As sinister as the "mechanical" aspect of Smith's practice may sound in such a formulation, this quality of the work also opens up productive possibilities. There's the comedy, a la Bergson. But more dynamic here are this comedy's attendant philosophical implications (which may make the work more humorous, and more painful, in turn). In this regard, consider the machine according not to Ford but Deleuze, for whom machine is one of a series of interrelated terms—most famously, rhizome—that attempts to lay out the possibilities of a human identity that is not unitary but multiple. In A Thousand Plateaus: Capitalism and Schizophrenia, Deleuze and Guattari write, "The fabric of the rhizome is the conjunction, 'and . . . and . . . and . . .'" So too does Smith operate according to the logic of the and.

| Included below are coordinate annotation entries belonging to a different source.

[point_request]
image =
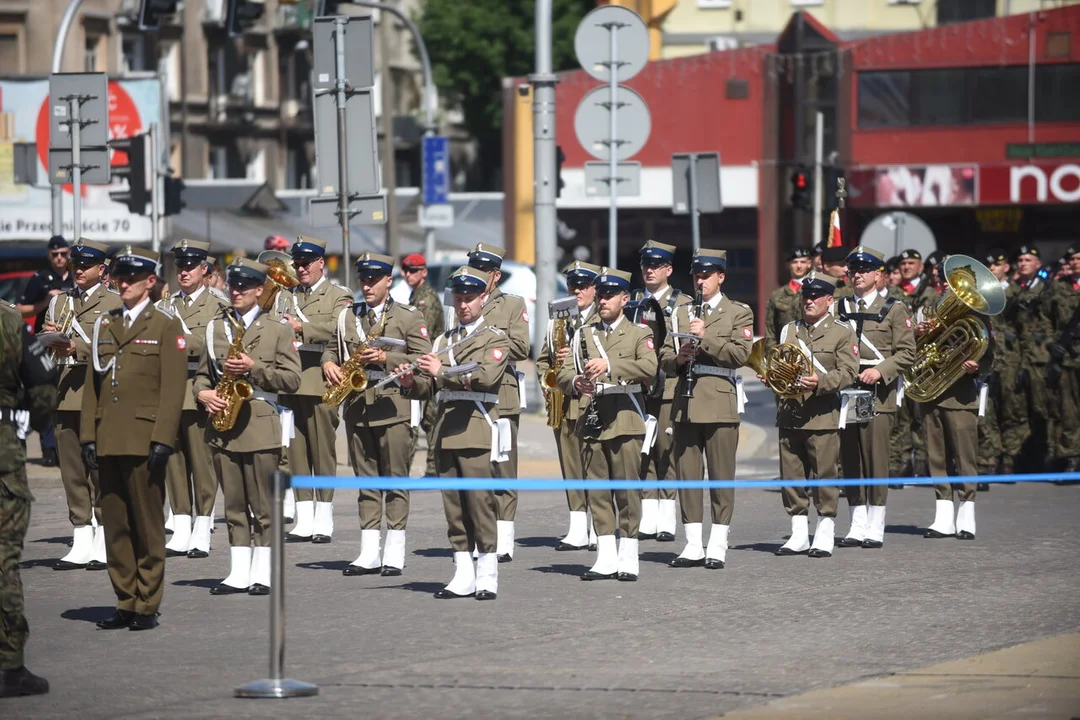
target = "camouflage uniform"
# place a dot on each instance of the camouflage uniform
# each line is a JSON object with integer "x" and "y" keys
{"x": 424, "y": 299}
{"x": 27, "y": 380}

A palette rises to the same order as the painting it helped make, as the posters that helped advertise the shows in which they each appeared, as the stools that helped you (or didn't help you) view them. Smith's emblems in this respect are his mirror paintings. As failures, they invoke incoherence. But as mirrors, they invoke reflection, that is, a dependence on their viewers and on their surroundings: an identity that is not discrete. They also invoke constant change. If you look into a mirror, turn away, and then look back, what you see will always be a little bit different from what you saw before.